Nowadays, the DMS is wholly responsible for the supervision, control, and management of the whole distribution system. In the future, in addition to this central DMS, there may be two additional management levels:
The main issue when dealing with control strategies for multimicrogrid systems is the use of individual controllers, which should have a certain degree of autonomy and be able to communicate with each other to implement certain control actions. A partially decentralized scheme is justified by the tremendous increase in both dimension and complexity of the system so that the management of a multimicrogrid system requires the use of a more flexible control and management architecture.
Consequently, the CAMC plays a key role in a multimicrogrid system, as it will be responsible for the data acquisition process, for enabling the dialogue with the DMS located upstream, for running specific network functionalities, and for scheduling the different resources in the downstream network. This new controller will also have to deal with technical and commercial constraints and contracts to manage the multimicrogrid both in HV grid‐connected operating mode and in emergency operating mode.
RES and electricity consumers are, in general, geographically distributed across the territory.
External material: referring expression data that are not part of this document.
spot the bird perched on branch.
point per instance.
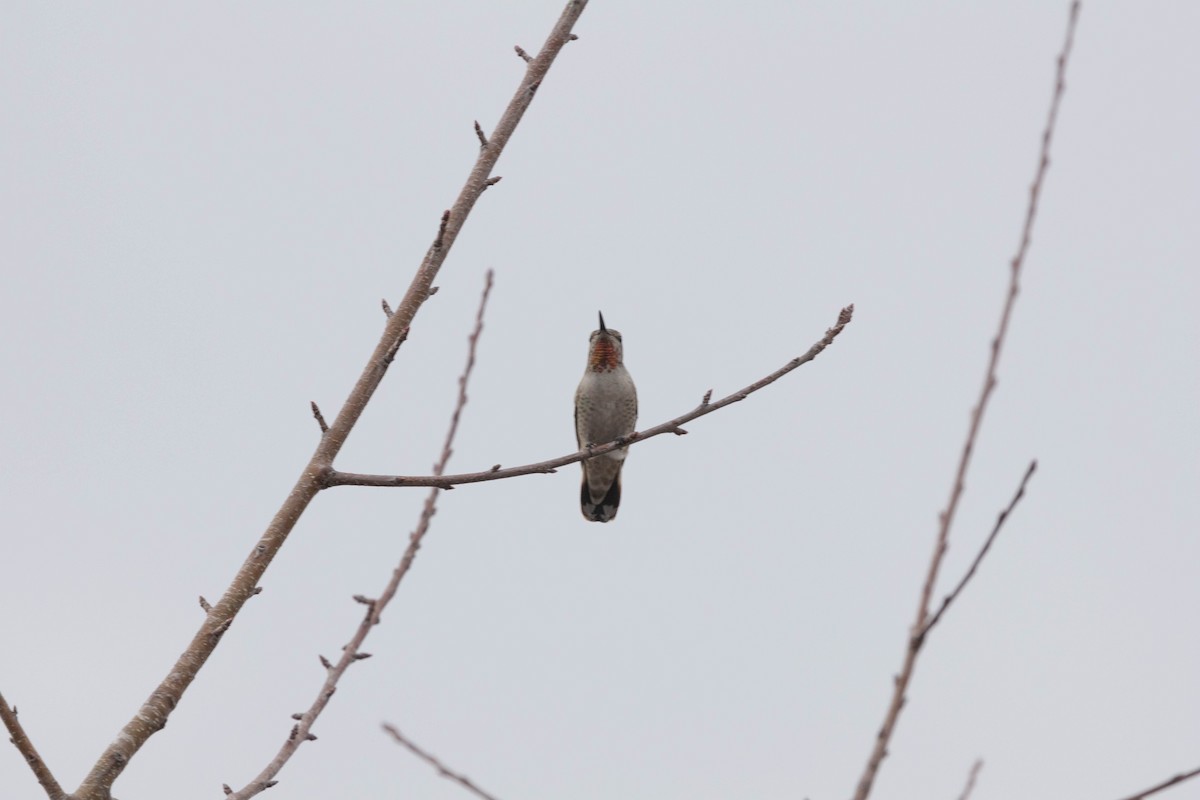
(605, 409)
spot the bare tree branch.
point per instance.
(25, 747)
(983, 551)
(1165, 785)
(336, 477)
(445, 771)
(971, 779)
(917, 633)
(352, 651)
(151, 716)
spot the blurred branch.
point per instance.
(1165, 785)
(25, 747)
(971, 780)
(151, 716)
(438, 765)
(352, 651)
(917, 633)
(335, 477)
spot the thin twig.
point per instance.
(153, 715)
(25, 747)
(352, 651)
(445, 771)
(983, 551)
(336, 477)
(971, 779)
(1165, 785)
(916, 636)
(317, 415)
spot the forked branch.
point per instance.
(353, 653)
(25, 747)
(335, 477)
(917, 637)
(151, 716)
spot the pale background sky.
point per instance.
(202, 205)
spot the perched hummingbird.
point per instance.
(605, 409)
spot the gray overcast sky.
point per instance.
(202, 205)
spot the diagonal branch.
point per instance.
(336, 477)
(445, 771)
(917, 633)
(153, 715)
(25, 747)
(983, 551)
(1165, 785)
(971, 780)
(352, 653)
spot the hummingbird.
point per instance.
(605, 409)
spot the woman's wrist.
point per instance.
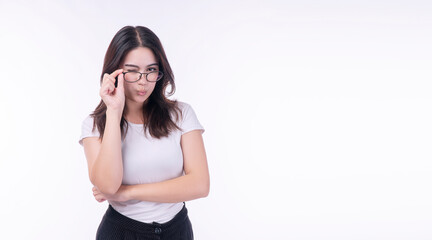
(116, 113)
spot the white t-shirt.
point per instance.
(150, 160)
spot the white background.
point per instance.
(317, 114)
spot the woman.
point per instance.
(145, 153)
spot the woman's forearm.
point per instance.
(107, 170)
(180, 189)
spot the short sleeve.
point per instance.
(190, 121)
(86, 129)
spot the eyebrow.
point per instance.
(135, 66)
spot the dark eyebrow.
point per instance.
(135, 66)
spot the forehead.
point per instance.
(140, 56)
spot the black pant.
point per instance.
(116, 226)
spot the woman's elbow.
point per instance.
(205, 189)
(104, 187)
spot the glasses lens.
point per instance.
(154, 76)
(132, 76)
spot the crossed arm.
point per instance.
(194, 184)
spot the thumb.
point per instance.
(120, 82)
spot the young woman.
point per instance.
(145, 153)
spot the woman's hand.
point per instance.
(113, 97)
(120, 196)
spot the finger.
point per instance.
(116, 73)
(108, 88)
(109, 79)
(120, 82)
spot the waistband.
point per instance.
(112, 215)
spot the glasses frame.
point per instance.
(146, 74)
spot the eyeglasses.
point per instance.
(133, 76)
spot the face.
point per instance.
(142, 60)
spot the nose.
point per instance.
(142, 80)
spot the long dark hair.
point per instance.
(157, 108)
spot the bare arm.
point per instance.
(105, 158)
(194, 184)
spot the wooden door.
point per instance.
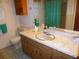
(76, 25)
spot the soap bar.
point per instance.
(3, 27)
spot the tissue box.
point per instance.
(3, 27)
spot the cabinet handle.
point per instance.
(50, 57)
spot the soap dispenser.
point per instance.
(1, 32)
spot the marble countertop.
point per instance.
(60, 43)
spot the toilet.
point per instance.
(15, 42)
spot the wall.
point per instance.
(9, 19)
(70, 16)
(28, 20)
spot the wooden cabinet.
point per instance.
(21, 7)
(40, 51)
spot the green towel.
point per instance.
(3, 27)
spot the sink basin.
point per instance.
(43, 36)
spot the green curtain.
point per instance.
(53, 12)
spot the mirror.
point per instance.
(57, 13)
(1, 10)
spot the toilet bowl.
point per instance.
(15, 42)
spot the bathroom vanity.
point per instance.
(48, 49)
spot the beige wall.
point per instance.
(9, 19)
(70, 17)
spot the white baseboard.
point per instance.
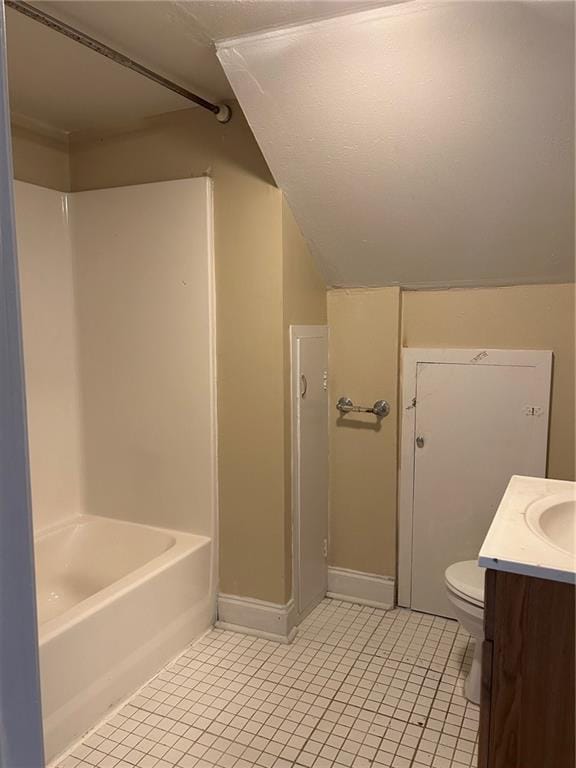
(364, 588)
(271, 621)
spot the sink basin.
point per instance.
(553, 518)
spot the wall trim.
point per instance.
(272, 621)
(364, 588)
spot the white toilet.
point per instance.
(465, 585)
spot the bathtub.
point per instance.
(116, 601)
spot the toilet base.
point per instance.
(473, 683)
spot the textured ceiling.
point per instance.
(425, 144)
(58, 83)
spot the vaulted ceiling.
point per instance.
(60, 84)
(423, 144)
(418, 143)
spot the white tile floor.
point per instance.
(358, 687)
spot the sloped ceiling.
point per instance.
(56, 83)
(425, 144)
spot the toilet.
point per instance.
(465, 587)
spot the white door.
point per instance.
(310, 463)
(476, 419)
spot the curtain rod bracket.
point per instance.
(222, 112)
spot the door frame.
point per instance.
(21, 740)
(299, 332)
(411, 357)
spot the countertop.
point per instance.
(511, 545)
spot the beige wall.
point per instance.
(363, 350)
(40, 159)
(304, 303)
(50, 354)
(521, 317)
(254, 540)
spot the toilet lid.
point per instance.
(467, 579)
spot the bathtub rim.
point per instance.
(183, 544)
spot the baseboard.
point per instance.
(364, 588)
(271, 621)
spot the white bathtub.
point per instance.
(116, 601)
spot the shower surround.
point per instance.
(117, 296)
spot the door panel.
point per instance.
(474, 428)
(311, 469)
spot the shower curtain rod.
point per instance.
(222, 112)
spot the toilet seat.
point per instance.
(466, 580)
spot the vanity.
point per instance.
(527, 708)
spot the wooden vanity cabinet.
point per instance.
(527, 712)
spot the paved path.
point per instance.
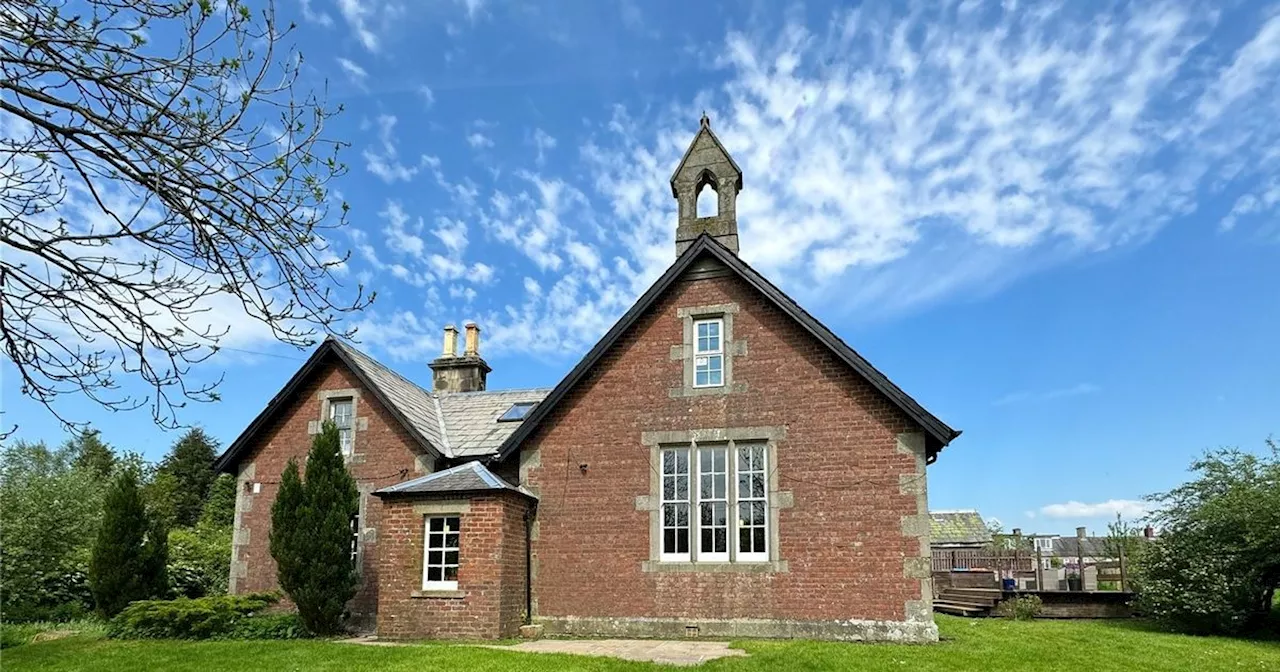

The pressing need to exploit these available resources to generate electricity and the need to ensure a larger involvement from the customer side on the management and operation of the electric power system requires the adoption of a completely new set of concepts, among which microgrids play an important role.
In fact, the microgrid concept is capable of responding to the need to accommodate in a safe and efficient way more DG in electrical grids and dealing with active management of the consumption, in particular of controllable loads, including a new type of highly flexible load that will result from a future massive deployment of EV.
It is important to stress that the future deployment of a smart metering infrastructure will be crucial to support the development and widespread use of the microgrid concept as well as of the upper‐level control and management concepts associated to the management of MV distribution grids. Such a smart metering infrastructure should not be designed only to provide AMR solutions, but should instead be capable of supporting additional technical requirements. In addition, real‐time constraints over geographically dispersed areas require new secure communication protocols and infrastructures, which constitute a critical issue that needs to be tackled effectively.
This new vision of power systems brought forward by the microgrid concept creates many new challenges that are multidisciplinary in nature. A robust and secure operation of such a complex and distributed system requires novel theoretical approaches regarding sensing, control, computational intelligence, software, and communication. The multiple software layers that the management and control of the distribution grid will require need also to be trustworthy, robust, flexible, user friendly, and seamlessly integrated with the enormous databases that will be created. In summary, these issues are at the forefront of the research agenda in many disciplines and will need to be integrated to conceptualize the foundations of what is now called the smart grid.